2008-Nov-22 17:37 UTC

head link

[LLVMdev] Does current LLVM target-independent code generator supports my strange chip?

On Nov 22, 2008, at 11:03 AM, Wei wrote:
> I have 24-bit integer operations as well as 24-bit floating point
> (s7.16) operations.
>
> The H/W supports load/store instructions, however, they does suggest
> us not to use these load/store instructions besides debugging purpose.
> That is to say, you can imagine we don't have load/store instructions,
> we don't have memory, we just have registers.
>
> I will run OpenGL shading laugnage programs on these chip.
GLSL doesn't have pointers, so no "generic" load + store
simplifying
things.

Unextended GLSL only requires support for integers in the 16 bit  
range, and has no bitwise operations. It also doesn't specify integer  
overflow behavior in any way.

The machines I worked with didn't support any integer ops, but GLSL  
let us get by with "emulated" 16 bit integers (storing and operating  
on them as floating point; divides required truncation after the op -  
that sort of thing).

Since you have 24 bit integer operations, you're in better shape.
> About your comments, I (a new LLVM user) have some more questions:
>
> 1) You mention "custom handle the conversion of the integer/float
> constants that LLVM spits out", does it means:
> I have to register a callback function which will operate when LLVM
> wants to spits out a constant value to memory. But what about non-
> constant value?
What I mean is that you can probably get away with LLVM working with  
float literals as f32, then converting them to your 24 bit format  
during code gen. The specifics depend on how you want to handle  
constants in your backend: literals in instructions or a constant pool  
are the options I know of. For now, I'm using special "load
literal"
instructions, but a constant pool may be more appropriate in the long  
run. I'm still learning.

Integers too: let LLVM work with i32 internally, and convert literals  
during code gen.

Since GLSL doesn't require load/store, and it sounds like your HW may  
not 100% reliable for these ops, you want to make sure your code stays  
in registers.

I assume you'll be starting with the reference GLSL parser (from  
3DLabs, IIRC - I don't even know if they stil exist, actually) and  
having it generate LLVM IR (has anybody done this before?). This will  
give you much more control over the code - Clang is the front end for  
the project I'm working on, and it generates stack based code; most of  
the stack operations get optimized out by inlining and the mem2reg  
pass, but not everything.

> ex:
> int a;
> and LLVM wants to put a into memory.
>
> and I don't really know what the "i32/f32 sounds a good place to
> start" means...
I mean that having your registers declared as i32 + f32 will probably  
work out well, especially since you don't have pointers in your  
language.

The issue would be that LLVM would want to store register values as 32  
bits - and do all the pointer math that way. Depending on how your HW  
works, this may or may not be okay. Even then, you might be able to  
patch it up if you really needed to store your registers 3 byte aligned.

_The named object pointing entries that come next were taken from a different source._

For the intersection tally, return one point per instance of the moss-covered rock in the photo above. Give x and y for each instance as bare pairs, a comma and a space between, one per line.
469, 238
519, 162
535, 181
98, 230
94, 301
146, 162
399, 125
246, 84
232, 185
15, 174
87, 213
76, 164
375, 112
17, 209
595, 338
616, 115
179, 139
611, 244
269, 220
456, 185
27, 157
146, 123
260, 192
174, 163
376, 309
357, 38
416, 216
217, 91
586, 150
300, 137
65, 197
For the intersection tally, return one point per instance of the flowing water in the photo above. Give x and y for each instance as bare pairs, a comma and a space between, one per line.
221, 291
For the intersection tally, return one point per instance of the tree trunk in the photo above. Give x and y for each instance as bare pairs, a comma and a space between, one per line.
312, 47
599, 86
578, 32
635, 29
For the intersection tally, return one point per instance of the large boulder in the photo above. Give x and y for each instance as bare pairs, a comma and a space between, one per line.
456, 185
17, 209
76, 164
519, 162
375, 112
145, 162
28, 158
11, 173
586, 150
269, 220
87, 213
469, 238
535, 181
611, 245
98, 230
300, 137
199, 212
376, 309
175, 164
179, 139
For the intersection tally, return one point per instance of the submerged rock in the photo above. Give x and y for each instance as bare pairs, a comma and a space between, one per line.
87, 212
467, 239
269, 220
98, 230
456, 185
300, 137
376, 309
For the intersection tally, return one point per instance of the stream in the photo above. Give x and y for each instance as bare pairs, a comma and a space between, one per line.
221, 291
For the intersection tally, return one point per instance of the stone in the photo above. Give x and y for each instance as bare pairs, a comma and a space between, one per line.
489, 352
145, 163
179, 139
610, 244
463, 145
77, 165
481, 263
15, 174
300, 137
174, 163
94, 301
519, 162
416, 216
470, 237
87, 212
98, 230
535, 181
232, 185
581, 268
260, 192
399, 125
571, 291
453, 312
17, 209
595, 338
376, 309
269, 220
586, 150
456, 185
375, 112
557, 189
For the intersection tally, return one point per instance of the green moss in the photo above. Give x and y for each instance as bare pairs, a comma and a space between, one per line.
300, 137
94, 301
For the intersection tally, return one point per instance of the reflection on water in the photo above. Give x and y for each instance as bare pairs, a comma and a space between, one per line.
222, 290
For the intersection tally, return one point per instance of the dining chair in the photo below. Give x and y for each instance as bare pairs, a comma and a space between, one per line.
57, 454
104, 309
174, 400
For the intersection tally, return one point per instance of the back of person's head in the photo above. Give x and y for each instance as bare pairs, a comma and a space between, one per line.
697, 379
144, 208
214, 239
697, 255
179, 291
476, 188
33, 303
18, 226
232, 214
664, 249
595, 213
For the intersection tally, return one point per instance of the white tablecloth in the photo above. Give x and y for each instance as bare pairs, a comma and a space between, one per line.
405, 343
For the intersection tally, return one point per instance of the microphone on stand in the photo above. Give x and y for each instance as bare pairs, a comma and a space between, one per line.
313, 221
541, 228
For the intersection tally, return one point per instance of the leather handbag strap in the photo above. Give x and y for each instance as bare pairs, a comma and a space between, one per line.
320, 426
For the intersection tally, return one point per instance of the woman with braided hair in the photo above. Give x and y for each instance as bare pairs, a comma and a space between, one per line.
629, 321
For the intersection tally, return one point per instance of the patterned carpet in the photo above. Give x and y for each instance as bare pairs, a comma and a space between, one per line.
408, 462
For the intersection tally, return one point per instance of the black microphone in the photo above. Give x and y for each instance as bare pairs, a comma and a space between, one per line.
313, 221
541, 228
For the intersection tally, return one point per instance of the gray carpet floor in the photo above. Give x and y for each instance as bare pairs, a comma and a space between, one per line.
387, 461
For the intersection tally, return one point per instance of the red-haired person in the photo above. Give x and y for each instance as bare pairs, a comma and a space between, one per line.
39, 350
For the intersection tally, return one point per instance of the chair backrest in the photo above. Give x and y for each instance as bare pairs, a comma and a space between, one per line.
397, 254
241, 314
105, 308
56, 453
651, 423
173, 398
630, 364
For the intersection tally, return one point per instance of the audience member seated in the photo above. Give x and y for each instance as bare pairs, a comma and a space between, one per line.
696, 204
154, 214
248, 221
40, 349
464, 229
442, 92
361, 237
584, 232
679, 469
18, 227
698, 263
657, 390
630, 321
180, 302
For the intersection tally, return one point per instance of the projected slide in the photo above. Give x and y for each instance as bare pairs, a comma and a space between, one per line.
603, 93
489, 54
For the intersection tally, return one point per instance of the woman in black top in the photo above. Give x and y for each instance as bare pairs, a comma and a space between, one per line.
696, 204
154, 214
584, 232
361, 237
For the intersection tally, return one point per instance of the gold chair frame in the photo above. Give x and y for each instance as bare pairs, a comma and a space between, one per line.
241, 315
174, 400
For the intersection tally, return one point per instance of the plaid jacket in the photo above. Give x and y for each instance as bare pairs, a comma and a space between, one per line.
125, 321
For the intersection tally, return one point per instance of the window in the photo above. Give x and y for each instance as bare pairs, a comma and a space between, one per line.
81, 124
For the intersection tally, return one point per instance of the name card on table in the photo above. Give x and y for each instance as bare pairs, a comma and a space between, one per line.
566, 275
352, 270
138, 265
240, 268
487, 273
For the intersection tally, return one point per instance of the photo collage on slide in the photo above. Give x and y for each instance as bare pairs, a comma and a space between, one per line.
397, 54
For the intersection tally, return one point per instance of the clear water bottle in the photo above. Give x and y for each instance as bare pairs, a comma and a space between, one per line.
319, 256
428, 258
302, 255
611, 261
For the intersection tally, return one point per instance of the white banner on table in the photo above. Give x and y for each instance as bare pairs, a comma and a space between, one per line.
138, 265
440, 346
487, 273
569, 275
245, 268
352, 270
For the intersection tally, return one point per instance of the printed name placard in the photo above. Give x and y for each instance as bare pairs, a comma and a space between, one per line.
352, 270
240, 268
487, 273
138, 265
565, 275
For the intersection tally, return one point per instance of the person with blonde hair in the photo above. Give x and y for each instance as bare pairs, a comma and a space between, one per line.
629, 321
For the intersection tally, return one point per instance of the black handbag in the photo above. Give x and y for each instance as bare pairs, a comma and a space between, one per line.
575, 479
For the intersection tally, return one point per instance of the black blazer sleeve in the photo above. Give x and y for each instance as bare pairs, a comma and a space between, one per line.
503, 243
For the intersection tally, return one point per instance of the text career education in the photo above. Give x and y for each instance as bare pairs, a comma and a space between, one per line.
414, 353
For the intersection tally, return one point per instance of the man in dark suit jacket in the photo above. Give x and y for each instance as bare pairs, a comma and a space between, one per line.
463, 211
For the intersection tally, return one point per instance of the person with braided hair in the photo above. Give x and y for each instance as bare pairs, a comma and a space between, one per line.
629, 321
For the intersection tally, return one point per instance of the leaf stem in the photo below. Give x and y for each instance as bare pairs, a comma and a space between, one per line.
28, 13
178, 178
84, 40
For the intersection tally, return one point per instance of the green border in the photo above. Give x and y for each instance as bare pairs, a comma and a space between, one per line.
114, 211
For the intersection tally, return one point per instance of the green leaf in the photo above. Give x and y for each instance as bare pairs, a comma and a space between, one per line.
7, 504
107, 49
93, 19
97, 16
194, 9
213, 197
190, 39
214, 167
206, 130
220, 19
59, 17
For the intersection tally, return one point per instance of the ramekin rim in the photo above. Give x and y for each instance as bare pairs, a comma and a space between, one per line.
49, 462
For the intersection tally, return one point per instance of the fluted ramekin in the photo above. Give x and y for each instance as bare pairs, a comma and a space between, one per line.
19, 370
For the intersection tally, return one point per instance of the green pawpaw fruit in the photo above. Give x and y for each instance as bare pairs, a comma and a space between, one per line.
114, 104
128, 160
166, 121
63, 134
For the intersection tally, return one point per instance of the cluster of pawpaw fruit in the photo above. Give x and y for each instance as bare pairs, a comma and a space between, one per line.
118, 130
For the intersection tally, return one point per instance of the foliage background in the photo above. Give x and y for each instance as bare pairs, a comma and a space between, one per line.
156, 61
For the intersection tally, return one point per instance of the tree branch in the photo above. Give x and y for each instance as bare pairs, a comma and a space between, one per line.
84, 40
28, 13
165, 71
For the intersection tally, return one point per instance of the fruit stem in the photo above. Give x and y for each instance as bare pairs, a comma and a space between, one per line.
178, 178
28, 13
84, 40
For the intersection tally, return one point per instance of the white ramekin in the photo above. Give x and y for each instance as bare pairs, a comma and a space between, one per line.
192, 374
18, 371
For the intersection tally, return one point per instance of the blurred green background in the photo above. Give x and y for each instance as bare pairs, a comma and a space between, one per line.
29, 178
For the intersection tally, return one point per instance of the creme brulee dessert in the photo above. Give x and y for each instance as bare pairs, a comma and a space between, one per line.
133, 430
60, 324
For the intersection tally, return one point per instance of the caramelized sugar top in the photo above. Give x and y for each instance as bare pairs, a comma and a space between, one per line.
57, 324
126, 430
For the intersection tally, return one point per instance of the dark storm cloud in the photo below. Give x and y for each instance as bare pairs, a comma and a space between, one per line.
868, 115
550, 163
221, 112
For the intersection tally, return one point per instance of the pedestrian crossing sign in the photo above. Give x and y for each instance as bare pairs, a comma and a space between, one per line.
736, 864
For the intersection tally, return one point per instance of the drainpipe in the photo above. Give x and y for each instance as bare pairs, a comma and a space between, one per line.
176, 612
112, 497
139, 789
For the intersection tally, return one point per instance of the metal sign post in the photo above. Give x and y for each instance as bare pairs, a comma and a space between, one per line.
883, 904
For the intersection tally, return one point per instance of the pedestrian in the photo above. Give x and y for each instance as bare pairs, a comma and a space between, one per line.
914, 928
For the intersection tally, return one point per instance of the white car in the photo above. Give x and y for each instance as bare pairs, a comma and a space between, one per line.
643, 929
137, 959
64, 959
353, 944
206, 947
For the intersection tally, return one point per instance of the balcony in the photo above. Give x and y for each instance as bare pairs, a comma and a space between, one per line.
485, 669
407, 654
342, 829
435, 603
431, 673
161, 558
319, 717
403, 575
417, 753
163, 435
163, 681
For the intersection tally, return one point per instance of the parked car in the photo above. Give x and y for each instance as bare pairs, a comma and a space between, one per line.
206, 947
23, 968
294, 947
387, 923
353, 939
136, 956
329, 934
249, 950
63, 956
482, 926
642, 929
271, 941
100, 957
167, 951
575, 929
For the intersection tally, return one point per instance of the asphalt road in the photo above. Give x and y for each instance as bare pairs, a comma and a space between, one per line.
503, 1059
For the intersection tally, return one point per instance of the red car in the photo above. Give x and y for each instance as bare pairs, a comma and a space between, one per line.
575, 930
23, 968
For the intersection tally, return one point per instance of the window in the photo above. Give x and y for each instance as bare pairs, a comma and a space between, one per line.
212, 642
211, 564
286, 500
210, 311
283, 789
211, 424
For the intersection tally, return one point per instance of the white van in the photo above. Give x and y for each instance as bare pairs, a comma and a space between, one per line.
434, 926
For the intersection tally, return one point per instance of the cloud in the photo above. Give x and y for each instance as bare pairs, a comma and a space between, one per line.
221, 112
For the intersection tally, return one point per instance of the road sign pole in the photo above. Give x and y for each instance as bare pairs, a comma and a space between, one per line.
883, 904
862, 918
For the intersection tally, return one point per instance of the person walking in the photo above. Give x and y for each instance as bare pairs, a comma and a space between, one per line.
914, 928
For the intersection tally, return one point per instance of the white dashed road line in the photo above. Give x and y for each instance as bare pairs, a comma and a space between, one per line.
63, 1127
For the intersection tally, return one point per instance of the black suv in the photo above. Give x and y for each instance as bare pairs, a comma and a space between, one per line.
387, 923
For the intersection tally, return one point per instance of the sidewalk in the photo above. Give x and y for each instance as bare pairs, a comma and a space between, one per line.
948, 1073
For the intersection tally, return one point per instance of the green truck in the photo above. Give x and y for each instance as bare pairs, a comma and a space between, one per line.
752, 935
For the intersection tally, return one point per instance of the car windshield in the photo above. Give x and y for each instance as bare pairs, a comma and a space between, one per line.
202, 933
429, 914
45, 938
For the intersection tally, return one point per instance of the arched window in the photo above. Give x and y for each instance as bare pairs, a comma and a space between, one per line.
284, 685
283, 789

Fortunately, this is not an issue with GLSL.
> 2) I don't know why you mention "I'd assume you'd have
intrinsics for
> I/O."
For GLSL, you have to have some way of reading attributes and  
uniforms, exporting to/reading from varyings, etc.

Different GPUs do things differently of course: in some cases, it's a  
matter of certain GPRs being initialized by "fixed function" HW with  
input values at the start of the shader and certain GPRs being left  
with output values at the end of the shader. Other GPUs require  
explicit "export" instructions, perhaps just reads/writes to dedicated
I/O registers. Some have a mix (this is the case for HW I've worked  
with).

If you have export instructions, or even special I/O registers, I was  
thinking that they could be represented or accessed by Target specific  
ops -intrinsics. You'd have the GLSL front end generate these  
intrinsic operations.

I haven't had to work with register constraints in LLVM, so I'm not  
sure what would be best approach if I/O is done through specific GPRs:  
you don't want to reserve those registers for I/O only.... it would  
take some exploration.
>
> 3) I don't think I get you about the following statements:
>> If you want to support memory operations, your integers need to
>> support the addressing range correctly - you effectively have 17 bits
>> of mantissa - so it may be a tight squeeze without 24 bit integer ops
>> (shifts and ands and stuff will also be a painful, but that's a
more
>> expansive topic).
> Can you give some example?
Sorry, I was "thinking out loud".

I made the assumption here that you didn't have 24 bit integer ops,  
and that you might try to represent pointers as integers in a single  
24 bit float value (maybe with a 1D texture as your addressable  
memory). In that case, you'd have a very limited range.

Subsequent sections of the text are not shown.